Na indigitada ACP, inclusive, recorrida pactuou acordo quanto ao direito desses trabalhadores ao mencionado adicional, tendo se comprometido a realizar o pagamento espontâneo a partir de março de 2017. Registre-se, por oportuno, que a previsão de inexistência de efeitos retroativos no acordo aplicam-se apenas a ACP, podendo-se cogitar da incidência do entendimento consolidado na Súmula nº 453, que tornou incontroversa a existência de labor em condição insalubre, até mesmo no que concerne ao período anterior, exceto nos casos de provas de que houve alteração no local de trabalho ou atividades desenvolvidas, o que não é o caso.

Dessarte, dá-se parcial provimento ao recurso para condenar a reclamada ao pagamento do adicional de insalubridade retroativo (desde a admissão do substituído, até o mês anterior a efetiva implementação do pagamento da aludida verba (abril/2017), em nível médio (20%), com seus pertinentes reflexos no aviso prévio, 13º salário, férias acrescidas de 1/3 e FGTS.

(TRT DA 14a REGIÃO - Processo n. 0000132-13.2018.5.14.0131 - 1a Turma - Relatora: Desemb. Maria Cesarineide de Souza Lima - Data do Julgamento: 29/03/2019)

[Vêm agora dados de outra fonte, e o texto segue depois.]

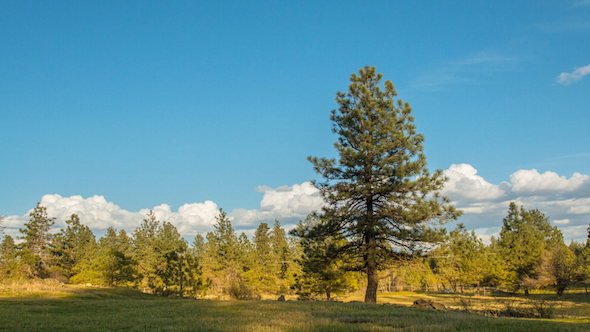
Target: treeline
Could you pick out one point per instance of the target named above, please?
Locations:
(528, 254)
(155, 258)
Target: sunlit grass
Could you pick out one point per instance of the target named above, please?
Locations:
(105, 309)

Portanto, a sentença da Ação Civil Pública e o TRT da 14a região, com base no TST, demonstram, na passagem acima, que todos os argumentos defensivos da empresa encontram- se rechaçados, entre eles, as alegações que a NR 36 não traz nada a respeito da proteção das vias respiratórias e que a simples concessão do intervalo do art. 253 da CLT retira o Direito ao adicional de insalubridade.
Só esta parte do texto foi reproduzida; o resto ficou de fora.